AI & Data Engineer

Tern Travel

1d•$145,000 - $175,000

About The Position

This role builds and owns the AI and data systems at the core of Tern's product. You'll set the standard on evals, pipeline reliability, and advisor reporting on a small team where the scope is real and the ownership is yours. If you've been waiting for AI problems worth owning, this is that job. AI is becoming central to Tern's product, and the quality of those AI features lives or dies on the data behind them. This role sits right at that intersection. You'll be a senior builder on our data team, working closely with our Data / AI Lead, and your north star is making Tern's AI features trustworthy. That's an engineering problem, and you'll solve it by building: the systems those features run on, the eval harnesses that tell us whether they're actually good, and the monitoring that catches quality and drift in production. That work rests on a data foundation you'll also own. Tern is the system of record for every advisor and agency on the platform, so our data is one of the most valuable things we have, and it has to do double duty; feeding the AI features that are becoming core to the product, and powering the reporting that advisors and agency owners rely on to run their businesses. You'll own that data end to end, from the pipelines that move it through to the reporting built on top of it, so the AI work always has solid ground to stand on.

Requirements

Production AI/ML experience- the must-have: You've built and shipped AI and/or ML systems that real users depended on in production, and you owned what happened after launch. Watching quality, debugging bad outputs, and making the system better over time. This matters more to us than any specific tool or title.
Evals as engineering: You treat evaluation as something you build, not a report you write.
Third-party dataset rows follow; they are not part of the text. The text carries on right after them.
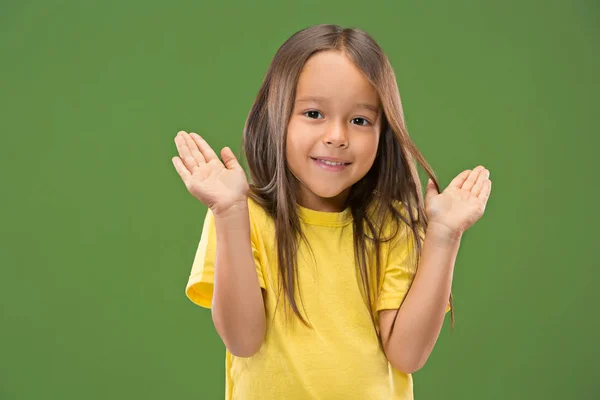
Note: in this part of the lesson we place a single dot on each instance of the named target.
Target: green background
(98, 231)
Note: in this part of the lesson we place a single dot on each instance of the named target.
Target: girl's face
(333, 131)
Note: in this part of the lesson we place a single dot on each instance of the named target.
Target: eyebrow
(325, 100)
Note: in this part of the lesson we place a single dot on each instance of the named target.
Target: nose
(336, 136)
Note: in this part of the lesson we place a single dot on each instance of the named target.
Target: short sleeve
(199, 288)
(399, 271)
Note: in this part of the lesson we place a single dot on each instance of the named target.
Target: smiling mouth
(331, 162)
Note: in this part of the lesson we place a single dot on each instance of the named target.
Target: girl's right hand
(220, 187)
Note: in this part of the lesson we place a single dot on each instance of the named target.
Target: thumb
(229, 159)
(431, 190)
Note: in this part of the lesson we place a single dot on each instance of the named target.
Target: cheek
(295, 149)
(368, 149)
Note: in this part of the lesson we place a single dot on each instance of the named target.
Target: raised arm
(237, 306)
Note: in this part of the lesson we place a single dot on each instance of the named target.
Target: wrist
(231, 211)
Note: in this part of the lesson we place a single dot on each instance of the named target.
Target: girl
(307, 269)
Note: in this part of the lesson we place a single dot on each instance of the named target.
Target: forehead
(331, 74)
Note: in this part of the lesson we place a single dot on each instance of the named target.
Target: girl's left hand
(462, 203)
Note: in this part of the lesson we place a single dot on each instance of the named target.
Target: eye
(361, 121)
(313, 114)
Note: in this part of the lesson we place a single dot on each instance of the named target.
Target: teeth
(332, 162)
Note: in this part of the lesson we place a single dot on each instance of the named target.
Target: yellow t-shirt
(339, 357)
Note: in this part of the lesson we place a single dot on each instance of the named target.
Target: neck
(326, 204)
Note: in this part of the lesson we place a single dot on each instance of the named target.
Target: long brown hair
(393, 177)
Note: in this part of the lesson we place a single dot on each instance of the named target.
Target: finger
(460, 179)
(183, 172)
(483, 176)
(184, 151)
(229, 159)
(468, 184)
(486, 189)
(207, 151)
(194, 148)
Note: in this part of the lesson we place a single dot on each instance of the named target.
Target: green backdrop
(98, 232)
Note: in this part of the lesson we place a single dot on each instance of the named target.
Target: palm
(212, 183)
(219, 185)
(462, 203)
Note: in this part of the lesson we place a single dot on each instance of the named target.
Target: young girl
(307, 269)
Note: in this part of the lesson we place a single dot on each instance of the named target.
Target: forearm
(237, 307)
(421, 315)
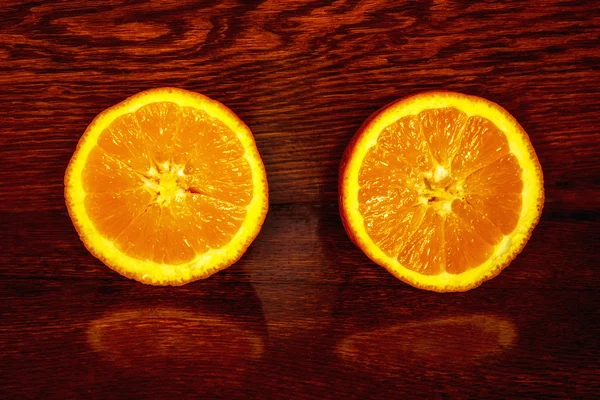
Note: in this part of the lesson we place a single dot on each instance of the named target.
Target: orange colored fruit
(442, 189)
(167, 187)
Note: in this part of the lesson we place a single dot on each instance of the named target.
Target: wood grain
(304, 314)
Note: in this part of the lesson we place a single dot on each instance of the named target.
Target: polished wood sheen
(304, 314)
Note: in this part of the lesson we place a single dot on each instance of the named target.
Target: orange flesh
(166, 183)
(439, 190)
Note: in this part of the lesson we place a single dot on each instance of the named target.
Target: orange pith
(438, 190)
(166, 179)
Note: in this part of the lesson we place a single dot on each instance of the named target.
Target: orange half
(442, 189)
(167, 187)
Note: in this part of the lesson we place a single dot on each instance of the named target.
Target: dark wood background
(304, 314)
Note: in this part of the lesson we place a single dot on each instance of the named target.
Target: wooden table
(304, 314)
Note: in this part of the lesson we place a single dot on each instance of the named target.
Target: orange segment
(442, 128)
(167, 187)
(442, 189)
(104, 173)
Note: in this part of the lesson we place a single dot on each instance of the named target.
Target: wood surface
(304, 314)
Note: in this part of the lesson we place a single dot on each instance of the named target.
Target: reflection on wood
(165, 338)
(454, 343)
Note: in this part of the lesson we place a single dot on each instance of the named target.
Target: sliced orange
(442, 189)
(167, 187)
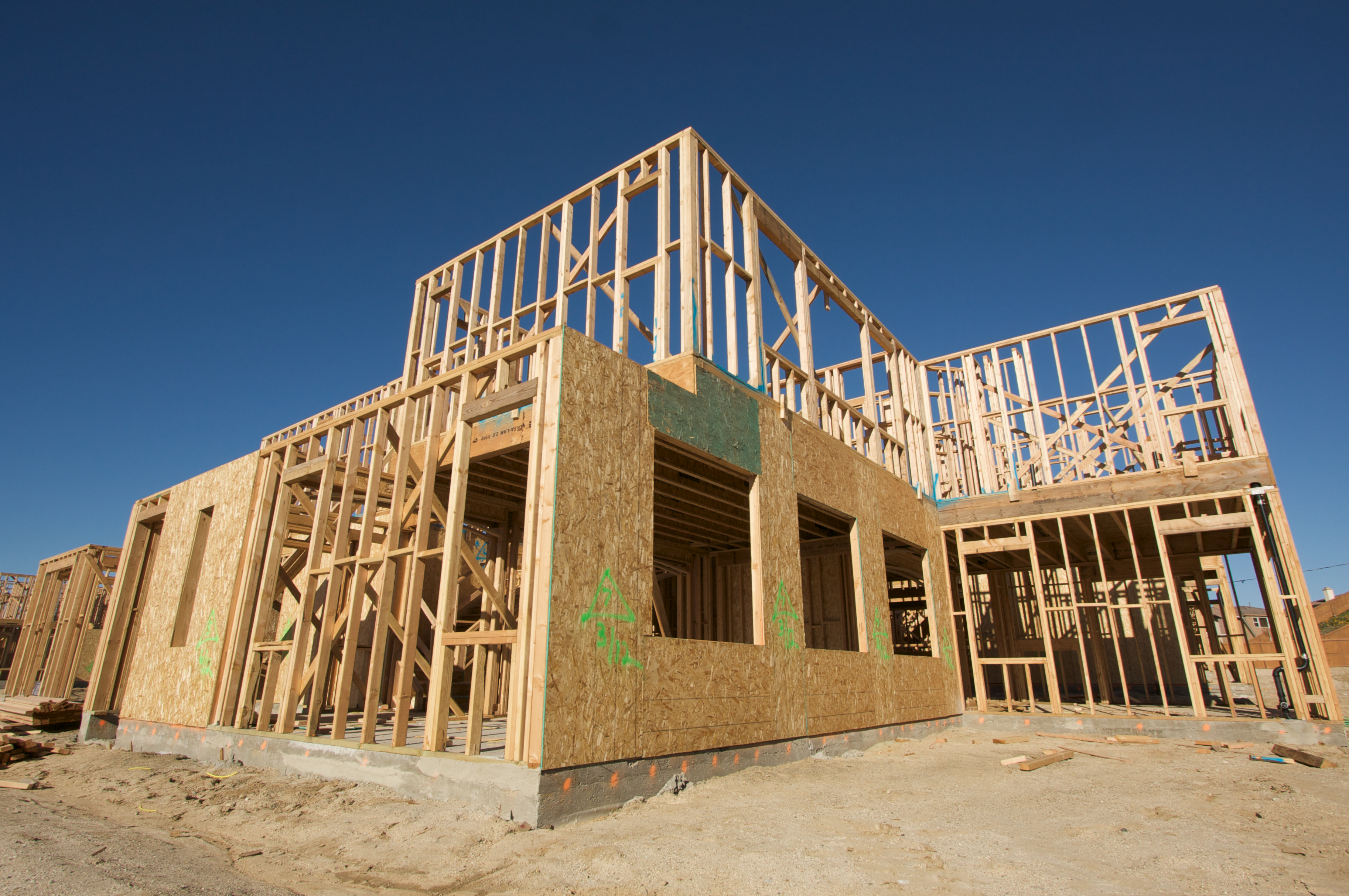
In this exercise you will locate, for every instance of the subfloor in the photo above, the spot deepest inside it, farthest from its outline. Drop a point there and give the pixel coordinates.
(1246, 704)
(926, 817)
(457, 732)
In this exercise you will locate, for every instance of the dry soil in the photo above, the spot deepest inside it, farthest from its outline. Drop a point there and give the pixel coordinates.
(922, 817)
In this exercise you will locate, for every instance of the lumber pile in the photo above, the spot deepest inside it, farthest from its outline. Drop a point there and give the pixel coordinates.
(15, 749)
(40, 712)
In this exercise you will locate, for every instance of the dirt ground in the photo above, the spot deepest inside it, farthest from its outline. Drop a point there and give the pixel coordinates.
(906, 817)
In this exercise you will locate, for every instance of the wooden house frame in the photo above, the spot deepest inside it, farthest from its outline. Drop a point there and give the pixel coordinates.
(68, 601)
(15, 589)
(609, 512)
(1111, 505)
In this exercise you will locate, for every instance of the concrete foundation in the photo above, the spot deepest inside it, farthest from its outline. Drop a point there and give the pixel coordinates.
(509, 790)
(1255, 731)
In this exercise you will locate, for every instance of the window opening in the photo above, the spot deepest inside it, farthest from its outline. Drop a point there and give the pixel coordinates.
(701, 520)
(911, 598)
(829, 571)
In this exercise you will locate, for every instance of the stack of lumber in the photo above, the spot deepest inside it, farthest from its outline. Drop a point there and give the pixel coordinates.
(40, 712)
(14, 749)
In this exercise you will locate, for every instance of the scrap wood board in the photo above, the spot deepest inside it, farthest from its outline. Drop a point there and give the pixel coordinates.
(38, 712)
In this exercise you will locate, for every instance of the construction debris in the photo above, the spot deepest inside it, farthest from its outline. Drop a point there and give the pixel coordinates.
(1046, 760)
(14, 749)
(38, 712)
(1302, 756)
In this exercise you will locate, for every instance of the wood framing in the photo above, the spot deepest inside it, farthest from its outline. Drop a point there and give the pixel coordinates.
(15, 590)
(1089, 516)
(62, 623)
(612, 510)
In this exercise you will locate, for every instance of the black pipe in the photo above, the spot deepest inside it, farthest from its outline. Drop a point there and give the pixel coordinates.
(1281, 687)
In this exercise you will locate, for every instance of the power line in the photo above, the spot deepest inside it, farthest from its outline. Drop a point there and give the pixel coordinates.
(1333, 566)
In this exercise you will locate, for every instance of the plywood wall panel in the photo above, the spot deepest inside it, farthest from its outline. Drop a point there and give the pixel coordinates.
(601, 593)
(177, 685)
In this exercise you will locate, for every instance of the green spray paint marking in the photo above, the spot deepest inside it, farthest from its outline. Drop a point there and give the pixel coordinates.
(205, 656)
(609, 603)
(786, 619)
(879, 636)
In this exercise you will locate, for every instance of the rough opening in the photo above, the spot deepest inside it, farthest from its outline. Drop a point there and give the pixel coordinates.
(829, 571)
(911, 598)
(701, 524)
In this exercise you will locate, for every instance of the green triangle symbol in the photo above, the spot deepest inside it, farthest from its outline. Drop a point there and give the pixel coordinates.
(609, 602)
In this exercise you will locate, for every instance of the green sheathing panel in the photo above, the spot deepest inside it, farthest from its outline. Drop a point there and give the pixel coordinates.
(721, 419)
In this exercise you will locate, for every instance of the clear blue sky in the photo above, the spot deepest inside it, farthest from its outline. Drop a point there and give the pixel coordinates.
(199, 204)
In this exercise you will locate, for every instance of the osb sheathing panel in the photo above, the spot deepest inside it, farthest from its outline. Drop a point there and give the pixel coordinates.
(177, 685)
(602, 557)
(618, 693)
(703, 694)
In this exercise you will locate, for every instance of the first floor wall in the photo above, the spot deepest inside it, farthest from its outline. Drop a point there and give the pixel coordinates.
(617, 690)
(173, 679)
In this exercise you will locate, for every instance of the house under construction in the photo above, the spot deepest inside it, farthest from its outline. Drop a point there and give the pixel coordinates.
(617, 521)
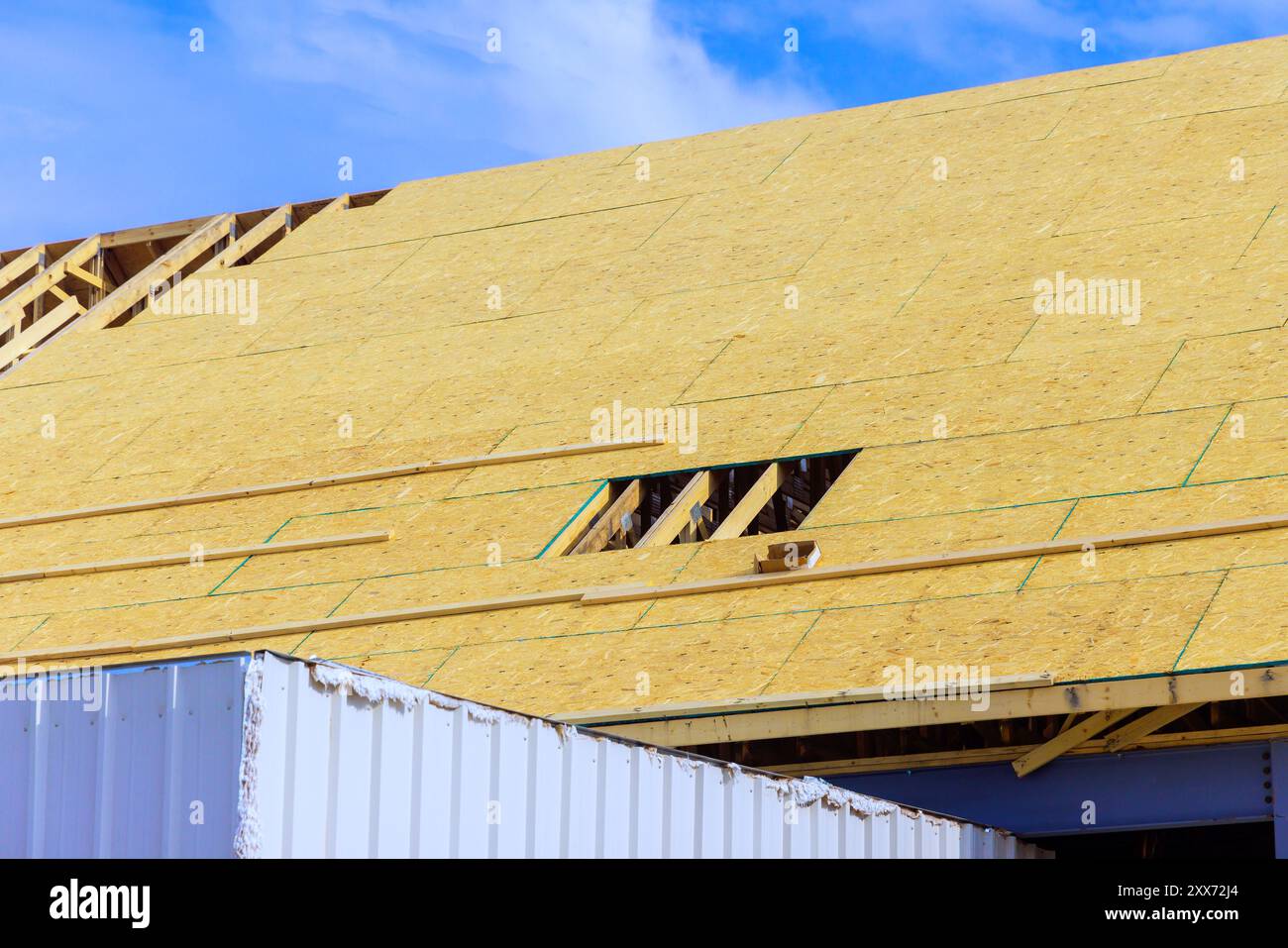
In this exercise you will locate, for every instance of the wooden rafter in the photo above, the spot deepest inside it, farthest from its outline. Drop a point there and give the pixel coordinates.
(609, 523)
(136, 288)
(253, 239)
(42, 282)
(34, 335)
(572, 532)
(752, 502)
(679, 514)
(33, 258)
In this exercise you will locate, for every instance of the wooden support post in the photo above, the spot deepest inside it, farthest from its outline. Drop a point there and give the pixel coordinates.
(1067, 740)
(1146, 724)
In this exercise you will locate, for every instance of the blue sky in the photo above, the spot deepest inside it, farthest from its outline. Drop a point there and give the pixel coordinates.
(143, 129)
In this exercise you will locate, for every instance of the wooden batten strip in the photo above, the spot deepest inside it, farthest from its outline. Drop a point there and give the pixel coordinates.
(168, 559)
(329, 480)
(625, 594)
(622, 594)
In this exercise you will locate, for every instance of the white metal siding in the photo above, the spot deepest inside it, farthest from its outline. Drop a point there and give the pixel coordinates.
(121, 780)
(340, 776)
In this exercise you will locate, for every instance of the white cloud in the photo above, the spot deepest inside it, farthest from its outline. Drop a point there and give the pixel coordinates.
(570, 77)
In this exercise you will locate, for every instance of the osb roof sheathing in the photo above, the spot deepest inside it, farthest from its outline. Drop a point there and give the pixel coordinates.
(915, 309)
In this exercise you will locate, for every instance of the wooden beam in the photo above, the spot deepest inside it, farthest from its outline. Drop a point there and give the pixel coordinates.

You have a real point of view on what to measure, how to catch drift and regressions, and when a metric is lying to you ideally from building evals for a production system.
Data pipeline and service ownership: You've personally built and owned pipelines and services that move data from application sources into a warehouse. You know what breaks, when and why, and you own the fix.
High agency: You've taken ambiguous, under-specified problems and driven them to a working outcome. You don't need a fully-scoped ticket to start.

Nice To Haves

Experience with Ruby on Rails or working directly from an application database rather than just downstream data
Hands-on experience with LLM evaluation and observability tooling
Experience with MCP-based tooling or agentic data workflows

Responsibilities

Build and ship the systems behind Tern's AI features: the data infrastructure, services, and agentic tooling they run on. The output of this role is working software in production, not decks or recommendations.
Build the evaluation systems that answer whether an AI feature is good enough to ship and good enough to keep- eval harnesses, datasets, and production monitoring that run as software, not one-off analyses. Where no quality bar exists yet, build the thing that sets it.
Own data quality as a first-class concern across ingestion, modeling, and reporting. Catch problems before they reach a model, a dashboard, or a user. Fix them end to end.
Build and maintain the ETL systems that move and shape data from our application and third-party sources. Keep them reliable as volume grows.
Work alongside product squads to build the reporting that gives advisors and agency owners real visibility into how their business is performing.
Make the people around you faster and better. Share context early and write clearly so others can build on your work.